Las aprensiones están latentes. Como lo dije al principio, dos autoridades oficialistas encendieron las balizas.

El gobierno está enfrentándose a un duelo: el duelo de no poder tener gobernabilidad. Y, como duelo, los relacionados a este duelo pasarán por las cinco fases respectivas; es decir, negación, ira, negociación, depresión y aceptación.

La exdiputada, exsenadora, exministra, expresidenciable y actual alcaldesa de Providencia Evelyn Matthei hizo un acto de negación. “El gobierno puede gobernar sin necesidad de legislar. […] Por ahora, trataría de mandar los menos proyectos posible[s], porque lo más probable es que mandes un caballo y va[ya] a salir un camello”, dijo la autoridad el pasado sábado 14 en La Tercera.

El ministro de Vivienda Cristián Mönckeberg está en la misma negación. “El debate sobre [la llamada] sequía legislativa es absurdo y no ha calado. Veo al Gobierno con abundancia de programas. La sequía de ideas está en la oposición”, indicó el también exdiputado en El Mercurio el mismo sábado pasado.

Vaya galimatías, el de Mönckeberg. Detengámonos. ¿De qué sirve que el gobierno tenga abundancia de programas si la mayoría en el Congreso no está ideológicamente del lado del gobierno, que tiene la iniciativa de ley?
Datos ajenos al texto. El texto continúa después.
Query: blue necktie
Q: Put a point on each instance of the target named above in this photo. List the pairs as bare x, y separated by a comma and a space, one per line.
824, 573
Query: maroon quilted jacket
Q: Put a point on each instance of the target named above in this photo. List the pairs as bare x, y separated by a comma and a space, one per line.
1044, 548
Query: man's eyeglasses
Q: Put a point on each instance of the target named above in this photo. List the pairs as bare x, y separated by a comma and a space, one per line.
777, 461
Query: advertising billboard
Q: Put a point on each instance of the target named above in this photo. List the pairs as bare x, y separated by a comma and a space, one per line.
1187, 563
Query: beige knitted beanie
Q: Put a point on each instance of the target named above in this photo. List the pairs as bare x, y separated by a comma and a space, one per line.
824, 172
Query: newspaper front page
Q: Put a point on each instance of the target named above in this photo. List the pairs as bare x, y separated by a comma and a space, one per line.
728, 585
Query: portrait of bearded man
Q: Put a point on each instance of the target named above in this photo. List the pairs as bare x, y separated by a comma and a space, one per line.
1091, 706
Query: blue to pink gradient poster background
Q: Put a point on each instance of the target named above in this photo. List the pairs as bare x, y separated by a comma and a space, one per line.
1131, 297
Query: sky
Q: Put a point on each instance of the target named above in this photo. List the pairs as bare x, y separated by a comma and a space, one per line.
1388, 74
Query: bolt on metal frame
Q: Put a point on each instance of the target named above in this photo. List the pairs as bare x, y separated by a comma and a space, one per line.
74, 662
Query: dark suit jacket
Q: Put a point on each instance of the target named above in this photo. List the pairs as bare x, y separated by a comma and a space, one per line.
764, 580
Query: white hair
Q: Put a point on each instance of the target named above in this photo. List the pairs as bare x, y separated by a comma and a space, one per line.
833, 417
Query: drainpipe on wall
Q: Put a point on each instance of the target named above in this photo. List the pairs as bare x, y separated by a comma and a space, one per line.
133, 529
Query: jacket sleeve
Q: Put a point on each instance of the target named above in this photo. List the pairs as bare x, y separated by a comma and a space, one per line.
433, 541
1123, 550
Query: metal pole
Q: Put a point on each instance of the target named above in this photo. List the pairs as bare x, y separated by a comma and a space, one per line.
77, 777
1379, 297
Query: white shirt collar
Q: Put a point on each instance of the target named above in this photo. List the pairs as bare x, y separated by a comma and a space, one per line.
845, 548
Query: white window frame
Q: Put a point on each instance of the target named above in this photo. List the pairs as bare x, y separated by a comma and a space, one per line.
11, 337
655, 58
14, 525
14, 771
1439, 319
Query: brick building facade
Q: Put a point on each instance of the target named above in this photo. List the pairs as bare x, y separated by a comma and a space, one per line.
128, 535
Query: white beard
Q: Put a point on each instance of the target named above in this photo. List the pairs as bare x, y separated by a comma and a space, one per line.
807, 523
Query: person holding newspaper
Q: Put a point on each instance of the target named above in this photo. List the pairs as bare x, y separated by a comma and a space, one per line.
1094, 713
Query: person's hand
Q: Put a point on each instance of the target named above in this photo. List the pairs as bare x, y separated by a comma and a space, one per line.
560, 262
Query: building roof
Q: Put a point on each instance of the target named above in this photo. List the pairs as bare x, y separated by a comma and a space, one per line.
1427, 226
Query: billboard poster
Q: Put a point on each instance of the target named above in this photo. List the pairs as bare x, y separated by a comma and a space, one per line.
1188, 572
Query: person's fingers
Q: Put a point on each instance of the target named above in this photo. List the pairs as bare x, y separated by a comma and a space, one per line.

Es obvio que el Congreso tenderá a votarte en contra las iniciativas legislativas, por cuanto ¡la mayoría es tu adversario! ¡Es lógico que no piensen lo mismo que tú! ¡Es lógico que te condicionen la aprobación de las leyes!

Cristián Mönckeberg busca tapar el sol con un dedo. Quiere esconder la imposibilidad de actividad legislativa en estas circunstancias. Prefiere decir que “para la gestión del Gobierno en un régimen tan presidencialista la ley es importante, pero no es la clave”. Un cóctel de negación de lo evidente.

El ministro del Interior Andrés Chadwick puso perspectiva a las aprensiones planteadas por sus aliados, el pasado martes 17, luego de la Cuenta Pública del Congreso. Para el secretario de Estado, “no cabe la menor duda [de] que tiene que ser así, es en el Congreso donde se discuten las leyes en democracia y es donde nosotros como Gobierno queremos además encontrar los acuerdos para trabajar juntos y a sacar adelante los proyectos de ley”.

Se necesita una forma para asegurar el potencial legislativo del poder Legislativo. No puede ser el acuerdo por el acuerdo, como lo plantea Chadwick (eso también es imposible: las discrepancias siempre serán inevitables). El problema está y no podemos seguir estrellándonos.

La constante de este gobierno será el estrellarse frente a la discordancia de un Congreso adversario. Pero no podemos tener este desacople continuamente. Pasa algo más: no podemos seguir teniendo un Estado hiperpresidencialista bajo estas condiciones. Se nos agotó el hiperpresidencialismo.

En adelante, un grupo político no puede aspirar a ganar una segunda vuelta presidencial pretendiendo mandar de vacaciones al Congreso. Es irresponsable que un aspirante a gobernar pretenda jibarizar por default a un poder del Estado cuando éste no resulte como lo esperaba: el poder Legislativo no es un cachivache. Además, el gobierno necesita tener la presión de que siempre deberá rendirle cuenta al alineamiento ideológico del Congreso ya elegido. No puede un aspirante a gobernar desear obtener la presidencia como si se tratara de un auto lujoso, pero sin tener plata para bencina, el seguro y la patente. No puede un grupo político aspirar a gobernar solo para lucir un armado de latas para meros fines coleccionistas.

Por ello, resulta urgente migrar hacia un sistema semipresidencial. Si se da la anomalía de que el Congreso y la presidencia sean de signos contrarios, por último, tendremos una solución de gobernabilidad (los franceses le llaman “cohabitación”).

Resulta incómodo vivir cuatro años de nada gracias a “sequías legislativas” forzadas por el hiperpresidencailismo.